Figuring out I liked girls was something that defined a lot of my teenage years, but one of the biggest struggles I faced was understanding my identity as it related to my love of theatre. Much of theatre, especially musical theatre, is dominated by people who are attracted to men. As an actor, I have always played characters that sing about men, long for men, kiss men, and end up with men. Despite how kind Broadway has been to gay men (see Hedwig and the Angry Inch, Kinky Boots, and The Book of Mormon for some current shows that feature gay male characters), there are few queer female characters in the musical theatre canon. I was desperate for a character in musical theatre that I could identify with. Then came Fun Home. Sitting in the audience at The Public, watching Emily Skeggs as Middle Alison sing “Changing My Major” in her underwear, I knew I was seeing something I had never seen in a musical before. This was a character that was young and figuring herself out. She was awkward, she was inexperienced, and she was scared. In Medium Alison’s fear of herself, I saw my own fear and inexperience and joy and anxiety and desire.

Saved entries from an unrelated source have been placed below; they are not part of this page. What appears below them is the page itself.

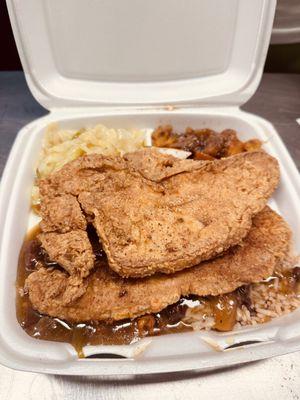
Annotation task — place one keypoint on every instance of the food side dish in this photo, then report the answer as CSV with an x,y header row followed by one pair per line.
x,y
79,256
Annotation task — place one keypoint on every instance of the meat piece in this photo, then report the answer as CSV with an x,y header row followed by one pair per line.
x,y
71,250
180,212
108,296
62,214
156,213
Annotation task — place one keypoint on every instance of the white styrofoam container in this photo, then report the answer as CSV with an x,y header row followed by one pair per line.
x,y
286,28
205,73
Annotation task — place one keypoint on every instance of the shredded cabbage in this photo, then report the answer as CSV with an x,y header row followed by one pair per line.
x,y
61,146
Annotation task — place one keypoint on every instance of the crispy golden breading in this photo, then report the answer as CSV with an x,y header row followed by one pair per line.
x,y
156,213
72,250
61,214
109,296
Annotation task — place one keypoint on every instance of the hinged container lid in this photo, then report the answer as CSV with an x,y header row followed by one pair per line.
x,y
139,52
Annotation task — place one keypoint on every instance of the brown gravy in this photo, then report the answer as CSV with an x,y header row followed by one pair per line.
x,y
128,331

I once saw Pulitzer-Prize-winning playwright Paula Vogel speak at my university about the importance of theatre in our society. She discussed the challenges she’s faced and the joy she’s experienced, and she cheered on the theatre-makers in audience. And in the course of articulating what makes theatre vital, she said, “We watch theatre to watch ourselves.” Theatre is an art form that shows things. Characters exist in physical bodies and actors play out actions in real time, and all of this is done in front of an audience of people who may or may not be affected by what they are seeing. And people pay for tickets and drive to cities and sit in theatres and watch all of these things because they want to see themselves. People want to watch other people do the things that they are afraid of doing, or were sad to do, or dream of doing. They want to understand their own lives a little bit more by watching characters deal with theirs on a stage, in a theatre, in front of an audience. They watch theatre to watch themselves.

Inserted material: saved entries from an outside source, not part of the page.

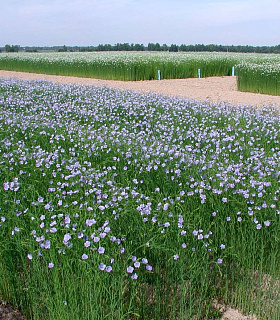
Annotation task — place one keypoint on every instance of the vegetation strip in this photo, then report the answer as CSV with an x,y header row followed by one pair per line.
x,y
128,206
256,72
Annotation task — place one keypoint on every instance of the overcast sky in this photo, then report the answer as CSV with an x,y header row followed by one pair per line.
x,y
92,22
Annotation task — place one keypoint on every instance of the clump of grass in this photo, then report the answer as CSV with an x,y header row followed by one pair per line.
x,y
260,78
126,206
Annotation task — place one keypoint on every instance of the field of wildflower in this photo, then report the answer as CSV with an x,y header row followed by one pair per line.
x,y
116,205
256,72
259,78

When I saw Fun Home at The Circle in the Square, I was sitting next to two of my best friends from school, both of whom are also gay, and their reactions to the production are one of the things I remember most from that night. Being a group of college students, we all responded strongly to Middle Alison’s coming out experience, to watching her try to express her newfound queerness to her family, her girlfriend, and herself. Prompted by the line “I leapt out of the closet,” following “Changing My Major,” one friend of mine immediately plastered her hands over her face in embarrassment––she too had hastily “leapt out of the closet” during her first semester at college. My friends and I recognized our own struggles and fears and joys in the story of Alison figuring out who she is and how she relates to her family. This is why Fun Home is so important. In Fun Home, people are able to see themselves in a way that they never have on a Broadway stage.

I’ll be cheering on Fun Home this Sunday. What about you?